CVE-2025-7502: 
WordPress vulnerability analysis and mitigation

The WPBakery Page Builder for WordPress plugin is affected by a Stored Cross-Site Scripting vulnerability (CVE-2025-7502) discovered on August 5, 2025. This vulnerability affects all versions up to and including 8.5 of the plugin. The issue stems from insufficient input sanitization and output escaping on user-supplied attributes in several shortcodes (NVD).

The vulnerability has been assigned a CVSS v3.1 Base Score of 6.4 (Medium) with the vector string CVSS:3.1/AV:N/AC:L/PR:L/UI:N/S:C/C:L/I:L/A:N. The issue is classified as CWE-79 (Improper Neutralization of Input During Web Page Generation).
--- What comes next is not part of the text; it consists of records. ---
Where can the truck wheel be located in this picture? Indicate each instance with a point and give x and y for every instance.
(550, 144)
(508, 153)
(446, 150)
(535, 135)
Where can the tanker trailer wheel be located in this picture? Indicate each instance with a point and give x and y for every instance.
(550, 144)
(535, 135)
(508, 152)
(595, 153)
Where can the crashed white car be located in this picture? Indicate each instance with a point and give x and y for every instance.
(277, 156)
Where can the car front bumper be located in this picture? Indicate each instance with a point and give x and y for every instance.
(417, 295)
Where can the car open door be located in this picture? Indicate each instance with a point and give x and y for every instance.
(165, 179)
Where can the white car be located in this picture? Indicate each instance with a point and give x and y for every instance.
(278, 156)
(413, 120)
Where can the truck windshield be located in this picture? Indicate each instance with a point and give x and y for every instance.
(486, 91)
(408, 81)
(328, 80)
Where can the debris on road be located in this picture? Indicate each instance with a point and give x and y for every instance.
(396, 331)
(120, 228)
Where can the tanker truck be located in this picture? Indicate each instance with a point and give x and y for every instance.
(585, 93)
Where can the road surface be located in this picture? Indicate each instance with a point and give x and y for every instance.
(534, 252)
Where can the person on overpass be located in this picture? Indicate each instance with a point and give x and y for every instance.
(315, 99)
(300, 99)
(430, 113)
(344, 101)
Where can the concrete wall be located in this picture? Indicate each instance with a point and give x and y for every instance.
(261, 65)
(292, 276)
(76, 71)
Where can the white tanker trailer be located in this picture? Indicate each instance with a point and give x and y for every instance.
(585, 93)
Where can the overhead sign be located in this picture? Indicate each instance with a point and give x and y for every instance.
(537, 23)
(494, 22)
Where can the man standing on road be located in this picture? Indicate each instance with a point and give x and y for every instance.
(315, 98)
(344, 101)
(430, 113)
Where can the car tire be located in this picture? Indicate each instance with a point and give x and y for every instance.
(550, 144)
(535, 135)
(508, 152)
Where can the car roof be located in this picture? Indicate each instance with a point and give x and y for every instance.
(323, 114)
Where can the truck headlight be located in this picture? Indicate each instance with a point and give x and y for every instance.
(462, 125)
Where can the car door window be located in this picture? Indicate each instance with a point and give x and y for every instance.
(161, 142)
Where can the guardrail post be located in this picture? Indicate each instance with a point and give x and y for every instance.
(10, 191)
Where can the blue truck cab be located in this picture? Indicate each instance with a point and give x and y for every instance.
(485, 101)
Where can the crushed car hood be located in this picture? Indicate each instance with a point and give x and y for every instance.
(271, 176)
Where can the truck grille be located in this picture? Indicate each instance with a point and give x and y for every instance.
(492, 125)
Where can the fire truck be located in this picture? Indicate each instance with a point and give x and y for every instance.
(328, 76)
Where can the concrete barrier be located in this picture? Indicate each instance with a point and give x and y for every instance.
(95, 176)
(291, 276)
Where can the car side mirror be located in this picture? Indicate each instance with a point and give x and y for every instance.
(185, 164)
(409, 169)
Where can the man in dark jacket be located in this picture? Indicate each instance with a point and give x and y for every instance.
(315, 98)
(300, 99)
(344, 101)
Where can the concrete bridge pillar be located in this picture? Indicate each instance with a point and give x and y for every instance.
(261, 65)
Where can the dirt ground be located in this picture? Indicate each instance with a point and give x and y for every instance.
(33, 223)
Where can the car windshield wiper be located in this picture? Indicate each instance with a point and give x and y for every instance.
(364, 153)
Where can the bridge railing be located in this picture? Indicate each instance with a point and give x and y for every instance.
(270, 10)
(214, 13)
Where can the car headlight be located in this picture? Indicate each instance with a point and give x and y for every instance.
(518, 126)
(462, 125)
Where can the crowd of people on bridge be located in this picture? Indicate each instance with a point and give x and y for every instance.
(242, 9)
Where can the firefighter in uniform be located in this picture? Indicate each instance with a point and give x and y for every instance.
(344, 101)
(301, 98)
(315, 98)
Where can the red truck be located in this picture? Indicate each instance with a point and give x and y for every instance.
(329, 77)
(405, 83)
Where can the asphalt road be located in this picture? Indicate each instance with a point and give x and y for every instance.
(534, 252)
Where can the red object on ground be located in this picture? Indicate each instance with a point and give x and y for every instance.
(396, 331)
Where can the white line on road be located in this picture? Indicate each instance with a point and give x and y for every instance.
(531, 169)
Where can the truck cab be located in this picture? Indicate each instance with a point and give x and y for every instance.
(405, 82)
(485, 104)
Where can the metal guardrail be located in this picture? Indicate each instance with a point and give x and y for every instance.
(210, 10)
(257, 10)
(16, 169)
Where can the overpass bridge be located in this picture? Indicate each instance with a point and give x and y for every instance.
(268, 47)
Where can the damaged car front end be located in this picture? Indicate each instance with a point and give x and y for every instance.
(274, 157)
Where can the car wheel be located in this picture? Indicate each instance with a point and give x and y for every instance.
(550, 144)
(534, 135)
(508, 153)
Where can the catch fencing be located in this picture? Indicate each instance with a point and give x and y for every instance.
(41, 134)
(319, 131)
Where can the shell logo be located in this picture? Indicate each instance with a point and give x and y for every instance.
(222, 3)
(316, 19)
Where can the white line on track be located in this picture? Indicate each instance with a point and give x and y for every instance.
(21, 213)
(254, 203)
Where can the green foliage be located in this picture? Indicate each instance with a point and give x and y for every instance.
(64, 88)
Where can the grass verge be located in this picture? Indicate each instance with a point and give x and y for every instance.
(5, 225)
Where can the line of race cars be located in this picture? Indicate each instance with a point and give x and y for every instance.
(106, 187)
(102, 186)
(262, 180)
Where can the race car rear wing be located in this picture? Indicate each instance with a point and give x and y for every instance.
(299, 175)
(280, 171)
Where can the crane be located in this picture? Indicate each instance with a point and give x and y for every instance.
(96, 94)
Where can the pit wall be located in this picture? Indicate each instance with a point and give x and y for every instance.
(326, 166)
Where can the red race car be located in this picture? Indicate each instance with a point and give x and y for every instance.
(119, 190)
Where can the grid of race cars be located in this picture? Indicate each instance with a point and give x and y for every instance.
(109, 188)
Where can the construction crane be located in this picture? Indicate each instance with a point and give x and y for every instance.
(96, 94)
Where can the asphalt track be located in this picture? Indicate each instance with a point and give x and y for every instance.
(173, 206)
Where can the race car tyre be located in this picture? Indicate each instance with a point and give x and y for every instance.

The vulnerability specifically affects the shortcode handling mechanism in the plugin, where user input is not properly sanitized before being stored and displayed (NVD).

The vulnerability allows authenticated attackers with contributor-level access or higher to inject arbitrary web scripts into pages. These malicious scripts will execute whenever a user accesses an affected page, potentially leading to unauthorized actions being performed on behalf of other users viewing the compromised pages (NVD).

The vulnerability was addressed in version 8.6 of WPBakery Page Builder, released on August 4, 2025. Users are advised to update to this version or later to protect against this security issue (WPBakery Release).